With his new Zurn 60 Powercat, Doug Zurn has definitely stepped out of the box – again. There’s a lot going on in this boat, originally designed for an experienced ocean-cruising owner, from its innovative layout to its 23-knot top speed, but the main themes are privacy, space and light.
Ever since he drew the first Shelter Island Runabout two decades ago, Zurn has designed low-profile, long-sheerline, Downeast-style boats with generous tumblehome, head-turning looks and head-snapping performance. Bob Johnstone saw that boat and had Zurn design the first MJM, a 34z (the “z,” of course, is for Zurn), in 2003. Zurn has been designing MJMs ever since; the latest, a 53z with four outboards, will be launched later this spring.

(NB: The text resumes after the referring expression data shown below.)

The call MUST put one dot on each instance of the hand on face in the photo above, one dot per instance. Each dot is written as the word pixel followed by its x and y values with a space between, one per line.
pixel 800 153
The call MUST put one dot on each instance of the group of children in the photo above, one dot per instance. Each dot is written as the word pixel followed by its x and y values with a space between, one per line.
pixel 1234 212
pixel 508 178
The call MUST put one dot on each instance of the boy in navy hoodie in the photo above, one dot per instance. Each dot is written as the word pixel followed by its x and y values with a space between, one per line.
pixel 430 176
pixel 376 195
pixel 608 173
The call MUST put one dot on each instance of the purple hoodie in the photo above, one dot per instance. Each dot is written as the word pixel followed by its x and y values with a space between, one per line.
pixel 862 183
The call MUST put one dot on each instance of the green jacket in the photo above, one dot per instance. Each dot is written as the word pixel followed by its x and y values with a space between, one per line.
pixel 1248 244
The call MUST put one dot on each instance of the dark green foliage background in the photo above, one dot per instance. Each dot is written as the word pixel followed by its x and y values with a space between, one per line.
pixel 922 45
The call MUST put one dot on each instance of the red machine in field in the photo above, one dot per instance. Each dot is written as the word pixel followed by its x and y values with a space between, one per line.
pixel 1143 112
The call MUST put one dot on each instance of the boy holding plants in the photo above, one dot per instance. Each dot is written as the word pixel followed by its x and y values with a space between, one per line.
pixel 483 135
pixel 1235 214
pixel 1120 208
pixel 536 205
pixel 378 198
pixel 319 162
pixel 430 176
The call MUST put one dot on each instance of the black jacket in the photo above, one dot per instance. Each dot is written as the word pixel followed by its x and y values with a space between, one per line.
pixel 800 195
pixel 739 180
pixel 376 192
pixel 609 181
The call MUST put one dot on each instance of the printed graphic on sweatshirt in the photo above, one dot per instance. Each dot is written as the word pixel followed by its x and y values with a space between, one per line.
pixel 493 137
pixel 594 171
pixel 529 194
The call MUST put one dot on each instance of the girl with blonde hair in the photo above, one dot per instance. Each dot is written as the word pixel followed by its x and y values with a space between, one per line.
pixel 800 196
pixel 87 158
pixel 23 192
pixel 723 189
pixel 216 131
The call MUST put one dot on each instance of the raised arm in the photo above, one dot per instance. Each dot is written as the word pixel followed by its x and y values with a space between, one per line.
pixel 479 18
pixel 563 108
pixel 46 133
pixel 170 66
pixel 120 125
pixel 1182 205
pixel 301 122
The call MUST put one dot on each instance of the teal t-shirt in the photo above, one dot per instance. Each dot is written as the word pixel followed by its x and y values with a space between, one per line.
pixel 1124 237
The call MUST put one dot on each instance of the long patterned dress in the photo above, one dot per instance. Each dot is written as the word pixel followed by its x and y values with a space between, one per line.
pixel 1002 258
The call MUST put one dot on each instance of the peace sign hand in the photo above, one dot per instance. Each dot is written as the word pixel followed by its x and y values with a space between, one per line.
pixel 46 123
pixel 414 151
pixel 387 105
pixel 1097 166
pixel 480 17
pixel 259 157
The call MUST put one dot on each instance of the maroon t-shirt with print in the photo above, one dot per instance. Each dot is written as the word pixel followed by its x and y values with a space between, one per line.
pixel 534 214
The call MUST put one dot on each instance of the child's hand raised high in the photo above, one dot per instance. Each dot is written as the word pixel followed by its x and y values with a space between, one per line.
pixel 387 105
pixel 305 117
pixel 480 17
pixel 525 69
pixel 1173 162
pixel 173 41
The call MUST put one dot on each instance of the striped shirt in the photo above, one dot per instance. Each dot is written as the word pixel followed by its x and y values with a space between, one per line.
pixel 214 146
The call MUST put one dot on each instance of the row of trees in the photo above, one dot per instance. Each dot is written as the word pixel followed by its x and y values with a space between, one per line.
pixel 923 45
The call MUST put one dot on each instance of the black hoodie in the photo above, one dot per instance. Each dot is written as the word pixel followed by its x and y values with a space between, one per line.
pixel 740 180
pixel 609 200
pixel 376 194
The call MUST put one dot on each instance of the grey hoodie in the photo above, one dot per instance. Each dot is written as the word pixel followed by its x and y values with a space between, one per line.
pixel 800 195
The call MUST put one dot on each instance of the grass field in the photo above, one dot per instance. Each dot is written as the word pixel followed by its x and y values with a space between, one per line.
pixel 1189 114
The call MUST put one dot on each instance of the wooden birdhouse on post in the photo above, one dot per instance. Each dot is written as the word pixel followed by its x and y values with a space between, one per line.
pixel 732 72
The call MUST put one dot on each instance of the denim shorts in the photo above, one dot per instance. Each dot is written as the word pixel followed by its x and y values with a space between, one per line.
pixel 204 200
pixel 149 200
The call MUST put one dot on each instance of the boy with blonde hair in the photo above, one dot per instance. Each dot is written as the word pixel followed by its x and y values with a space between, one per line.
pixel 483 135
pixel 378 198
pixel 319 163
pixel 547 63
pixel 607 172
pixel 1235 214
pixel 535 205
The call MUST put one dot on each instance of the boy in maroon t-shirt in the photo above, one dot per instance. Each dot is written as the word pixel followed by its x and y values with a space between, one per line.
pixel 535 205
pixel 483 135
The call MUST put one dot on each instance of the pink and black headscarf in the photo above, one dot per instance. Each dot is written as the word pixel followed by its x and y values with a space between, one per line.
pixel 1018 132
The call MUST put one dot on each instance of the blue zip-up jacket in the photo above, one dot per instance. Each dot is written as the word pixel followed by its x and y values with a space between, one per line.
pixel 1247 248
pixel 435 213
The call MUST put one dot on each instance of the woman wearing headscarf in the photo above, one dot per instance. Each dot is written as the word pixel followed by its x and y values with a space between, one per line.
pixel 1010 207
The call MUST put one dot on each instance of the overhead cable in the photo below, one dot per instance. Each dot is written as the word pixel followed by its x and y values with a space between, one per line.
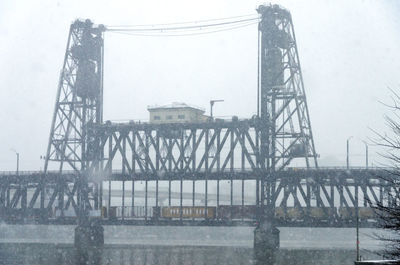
pixel 185 33
pixel 179 23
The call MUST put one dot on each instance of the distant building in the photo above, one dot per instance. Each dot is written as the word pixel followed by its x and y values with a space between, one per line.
pixel 177 112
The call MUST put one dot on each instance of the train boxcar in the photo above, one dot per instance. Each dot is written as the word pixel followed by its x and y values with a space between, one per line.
pixel 363 213
pixel 188 212
pixel 227 212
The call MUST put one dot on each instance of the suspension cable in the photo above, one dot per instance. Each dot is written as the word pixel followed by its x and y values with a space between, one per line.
pixel 184 33
pixel 191 27
pixel 179 23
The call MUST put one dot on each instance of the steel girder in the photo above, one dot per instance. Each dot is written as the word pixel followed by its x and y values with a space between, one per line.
pixel 185 148
pixel 317 197
pixel 79 99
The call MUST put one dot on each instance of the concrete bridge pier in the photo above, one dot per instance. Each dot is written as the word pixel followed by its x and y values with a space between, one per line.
pixel 89 242
pixel 266 243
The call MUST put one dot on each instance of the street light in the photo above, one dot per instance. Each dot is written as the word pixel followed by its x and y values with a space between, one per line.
pixel 347 156
pixel 366 154
pixel 212 104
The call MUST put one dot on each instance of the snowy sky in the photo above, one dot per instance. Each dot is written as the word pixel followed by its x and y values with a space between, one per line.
pixel 348 53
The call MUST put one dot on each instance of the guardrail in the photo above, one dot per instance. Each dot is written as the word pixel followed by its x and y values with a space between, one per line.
pixel 118 171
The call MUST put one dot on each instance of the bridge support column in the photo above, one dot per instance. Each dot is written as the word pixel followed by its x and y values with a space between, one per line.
pixel 89 242
pixel 266 243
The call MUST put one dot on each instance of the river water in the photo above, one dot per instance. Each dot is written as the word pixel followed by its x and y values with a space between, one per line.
pixel 35 244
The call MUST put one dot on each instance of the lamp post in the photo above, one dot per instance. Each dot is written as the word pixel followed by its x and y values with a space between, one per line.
pixel 347 153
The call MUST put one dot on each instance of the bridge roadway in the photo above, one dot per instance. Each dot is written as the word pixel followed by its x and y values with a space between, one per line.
pixel 317 198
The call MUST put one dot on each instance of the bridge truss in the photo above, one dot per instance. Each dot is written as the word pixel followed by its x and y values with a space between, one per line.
pixel 324 197
pixel 91 157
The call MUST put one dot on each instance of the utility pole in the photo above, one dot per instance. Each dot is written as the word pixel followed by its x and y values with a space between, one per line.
pixel 347 153
pixel 17 163
pixel 212 104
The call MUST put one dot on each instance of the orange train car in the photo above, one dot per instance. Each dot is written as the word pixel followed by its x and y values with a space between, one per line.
pixel 188 212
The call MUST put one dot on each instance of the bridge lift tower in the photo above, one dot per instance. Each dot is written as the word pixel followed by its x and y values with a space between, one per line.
pixel 284 113
pixel 285 132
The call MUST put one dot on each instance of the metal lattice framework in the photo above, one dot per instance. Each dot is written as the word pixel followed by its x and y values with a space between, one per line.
pixel 79 99
pixel 89 153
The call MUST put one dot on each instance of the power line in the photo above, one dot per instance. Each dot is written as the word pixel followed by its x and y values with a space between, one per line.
pixel 179 23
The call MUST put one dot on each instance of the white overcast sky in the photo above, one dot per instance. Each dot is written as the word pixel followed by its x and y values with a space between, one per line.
pixel 348 52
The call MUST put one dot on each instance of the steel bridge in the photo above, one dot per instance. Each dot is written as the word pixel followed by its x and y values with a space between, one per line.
pixel 216 173
pixel 302 197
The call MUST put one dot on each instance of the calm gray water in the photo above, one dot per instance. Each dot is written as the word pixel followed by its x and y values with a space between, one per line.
pixel 183 245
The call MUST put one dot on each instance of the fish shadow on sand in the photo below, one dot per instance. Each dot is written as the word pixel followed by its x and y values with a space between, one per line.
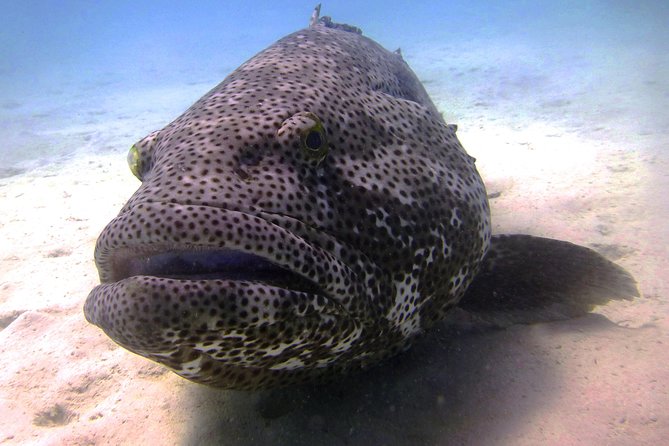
pixel 483 368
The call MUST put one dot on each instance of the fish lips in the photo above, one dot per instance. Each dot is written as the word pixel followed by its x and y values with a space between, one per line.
pixel 154 253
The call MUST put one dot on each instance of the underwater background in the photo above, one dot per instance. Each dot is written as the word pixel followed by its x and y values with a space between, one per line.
pixel 564 104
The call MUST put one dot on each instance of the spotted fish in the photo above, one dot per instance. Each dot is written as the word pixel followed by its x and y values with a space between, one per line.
pixel 308 216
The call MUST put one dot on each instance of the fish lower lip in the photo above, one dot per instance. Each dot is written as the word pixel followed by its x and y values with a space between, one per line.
pixel 210 264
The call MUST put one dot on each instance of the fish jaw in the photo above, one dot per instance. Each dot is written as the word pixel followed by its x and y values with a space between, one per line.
pixel 230 334
pixel 268 302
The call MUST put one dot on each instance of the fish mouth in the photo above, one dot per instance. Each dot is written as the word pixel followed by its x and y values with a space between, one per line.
pixel 203 243
pixel 201 263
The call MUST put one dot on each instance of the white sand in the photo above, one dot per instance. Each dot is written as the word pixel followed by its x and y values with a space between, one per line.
pixel 586 381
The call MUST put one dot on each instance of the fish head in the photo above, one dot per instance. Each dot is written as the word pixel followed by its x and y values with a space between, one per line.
pixel 309 215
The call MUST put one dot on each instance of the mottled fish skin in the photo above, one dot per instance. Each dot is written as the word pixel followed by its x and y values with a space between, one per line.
pixel 308 216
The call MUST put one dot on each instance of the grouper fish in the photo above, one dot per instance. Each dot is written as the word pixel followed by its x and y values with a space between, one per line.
pixel 307 217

Over the years, Zurn also has designed boats for Marlow, Duffield, Bruckmann, Chris Hood, Vanquish, Lyman-Morse, Derecktor, Hylas, Samoset and others from his offices in Marblehead, Mass.

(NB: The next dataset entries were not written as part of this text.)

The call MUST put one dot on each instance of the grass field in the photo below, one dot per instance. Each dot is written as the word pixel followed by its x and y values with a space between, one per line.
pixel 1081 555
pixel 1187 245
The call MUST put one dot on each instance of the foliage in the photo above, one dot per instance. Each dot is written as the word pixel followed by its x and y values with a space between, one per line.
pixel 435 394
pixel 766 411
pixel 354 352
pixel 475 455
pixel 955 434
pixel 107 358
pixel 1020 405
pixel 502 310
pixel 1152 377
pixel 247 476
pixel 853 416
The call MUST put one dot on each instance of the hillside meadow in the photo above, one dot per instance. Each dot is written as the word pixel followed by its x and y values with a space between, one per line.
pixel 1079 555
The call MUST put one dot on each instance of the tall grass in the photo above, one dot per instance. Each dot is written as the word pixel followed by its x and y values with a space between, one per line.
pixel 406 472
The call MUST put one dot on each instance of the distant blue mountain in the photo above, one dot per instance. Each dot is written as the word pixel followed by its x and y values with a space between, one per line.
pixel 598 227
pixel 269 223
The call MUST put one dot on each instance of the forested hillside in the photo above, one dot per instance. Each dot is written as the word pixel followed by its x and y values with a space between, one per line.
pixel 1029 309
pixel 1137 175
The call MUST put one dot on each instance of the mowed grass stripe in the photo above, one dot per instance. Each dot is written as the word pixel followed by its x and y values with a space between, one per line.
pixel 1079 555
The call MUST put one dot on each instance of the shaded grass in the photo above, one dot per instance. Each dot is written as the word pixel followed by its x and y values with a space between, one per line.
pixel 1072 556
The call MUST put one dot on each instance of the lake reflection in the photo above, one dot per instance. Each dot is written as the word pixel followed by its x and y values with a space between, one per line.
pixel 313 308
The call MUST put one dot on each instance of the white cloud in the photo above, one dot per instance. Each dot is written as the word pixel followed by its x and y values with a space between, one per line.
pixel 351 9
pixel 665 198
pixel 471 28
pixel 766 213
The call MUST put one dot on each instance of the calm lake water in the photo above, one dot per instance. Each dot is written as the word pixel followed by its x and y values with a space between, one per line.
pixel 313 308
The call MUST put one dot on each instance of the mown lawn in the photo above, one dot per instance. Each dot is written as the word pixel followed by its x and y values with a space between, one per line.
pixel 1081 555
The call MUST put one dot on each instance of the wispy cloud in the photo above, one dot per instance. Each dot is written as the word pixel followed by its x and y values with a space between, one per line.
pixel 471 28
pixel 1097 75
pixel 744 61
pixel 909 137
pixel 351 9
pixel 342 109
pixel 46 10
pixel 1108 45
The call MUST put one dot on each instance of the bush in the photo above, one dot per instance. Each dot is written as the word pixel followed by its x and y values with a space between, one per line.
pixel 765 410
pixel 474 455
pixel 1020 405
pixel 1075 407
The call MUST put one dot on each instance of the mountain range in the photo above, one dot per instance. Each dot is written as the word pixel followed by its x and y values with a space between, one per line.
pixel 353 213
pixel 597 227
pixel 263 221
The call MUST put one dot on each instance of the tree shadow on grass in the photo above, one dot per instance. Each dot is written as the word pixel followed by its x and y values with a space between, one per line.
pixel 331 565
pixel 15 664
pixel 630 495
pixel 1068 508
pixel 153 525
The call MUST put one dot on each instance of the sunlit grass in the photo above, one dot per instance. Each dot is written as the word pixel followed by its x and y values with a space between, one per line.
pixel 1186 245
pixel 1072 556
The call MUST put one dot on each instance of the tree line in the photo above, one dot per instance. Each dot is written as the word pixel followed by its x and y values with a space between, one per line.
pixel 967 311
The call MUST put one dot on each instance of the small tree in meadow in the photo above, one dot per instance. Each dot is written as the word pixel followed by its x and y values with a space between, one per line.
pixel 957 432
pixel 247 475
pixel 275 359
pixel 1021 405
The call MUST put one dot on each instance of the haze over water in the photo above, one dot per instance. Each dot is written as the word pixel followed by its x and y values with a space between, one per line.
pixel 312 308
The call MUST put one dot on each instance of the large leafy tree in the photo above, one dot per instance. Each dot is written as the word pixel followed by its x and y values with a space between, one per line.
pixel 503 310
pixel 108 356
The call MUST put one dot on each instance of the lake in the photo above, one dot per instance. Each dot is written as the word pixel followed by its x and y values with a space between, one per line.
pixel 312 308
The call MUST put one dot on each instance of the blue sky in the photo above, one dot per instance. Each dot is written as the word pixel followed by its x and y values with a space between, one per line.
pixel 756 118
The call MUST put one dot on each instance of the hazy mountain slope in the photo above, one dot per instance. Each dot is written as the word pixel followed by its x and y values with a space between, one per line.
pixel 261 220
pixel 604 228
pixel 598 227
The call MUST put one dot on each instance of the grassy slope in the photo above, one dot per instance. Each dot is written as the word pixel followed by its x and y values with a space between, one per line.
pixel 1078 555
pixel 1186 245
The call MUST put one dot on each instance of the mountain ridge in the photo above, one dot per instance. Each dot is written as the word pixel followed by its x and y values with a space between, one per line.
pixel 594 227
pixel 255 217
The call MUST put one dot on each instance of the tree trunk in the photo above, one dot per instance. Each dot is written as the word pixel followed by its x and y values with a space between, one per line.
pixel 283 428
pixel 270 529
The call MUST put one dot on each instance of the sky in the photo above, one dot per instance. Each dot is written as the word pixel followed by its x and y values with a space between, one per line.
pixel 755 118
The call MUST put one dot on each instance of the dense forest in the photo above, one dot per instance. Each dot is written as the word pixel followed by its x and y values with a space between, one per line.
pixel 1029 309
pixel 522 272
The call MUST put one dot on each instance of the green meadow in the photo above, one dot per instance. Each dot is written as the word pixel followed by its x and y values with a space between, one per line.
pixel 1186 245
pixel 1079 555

The new 60 Powercat is definitely a departure from the Downeast genre. Built at New England Boatworks in Portsmouth, Rhode Island, it will have three staterooms and five heads in a creative layout, making the most of the cat’s 25-foot-plus beam. “Everyone gets a private, quiet corner of the boat,” Zurn says.
A major innovation is that the three staterooms are all on the main deck, while the helm, galley, dining and major entertaining areas on up on the flying bridge “skylounge.” You enter the master stateroom through a door on the starboard side deck. It has 270-degree views through large picture windows on the sides and four forward-facing windows overlooking the foredeck. A king-size bed is on the centerline; a settee and large desk are along the aft bulkhead. Stairs on both sides lead down to his-and-hers heads on the lower deck, port and starboard.
You access the two guest staterooms from a sliding glass door leading in from the cockpit. They are set at angles to port and starboard on each side of the centerline stairs that reach up to the skylounge. (You also can reach the skylounge via stairs from the master stateroom’s entrance on the side deck.) They have large picture windows, insulated bulkheads for privacy, and twin berths. Their heads are also on the lower deck; each one has a separate shower.
The skylounge also has large side and rear windows, and the large reverse windshield reduces glare. The helm station, with two chairs, is to starboard with a chart table. A large, L-shaped settee and table are to port. A day head is to starboard, as is the U-shaped galley, large enough for a long cruise. It has an aft window that opens wide to serve the skylounge’s aft deck, which can be used for outdoor dining or lounging. The overhang from that deck serves to protect the cockpit below.
The cockpit has a large al fresco dining table seating eight. The swim platform aft can be raised hydraulically to be on the same level, expanding the aft deck. As another social area, the foredeck has a U-shaped settee with an optional sun shade.
Power comes from twin Volvo 435-hp IPS600 pod drives. The boat has a range of 500 nm at its cruising speed of 18 knots, while the joystick-controlled IPS drives provide easy maneuvering at low speeds. “The wide placement of the pods in a catamaran really capitalizes on the maneuverability,” Zurn says.
Specs.: LOA: 66’10”; Beam: 25’1”; Draft: 3’11”; Disp.: 66,096 lbs.; Fuel: 800 gals.; Water: 200 gals.; Power: 2×435-hp Volvo IPS600 pod drives.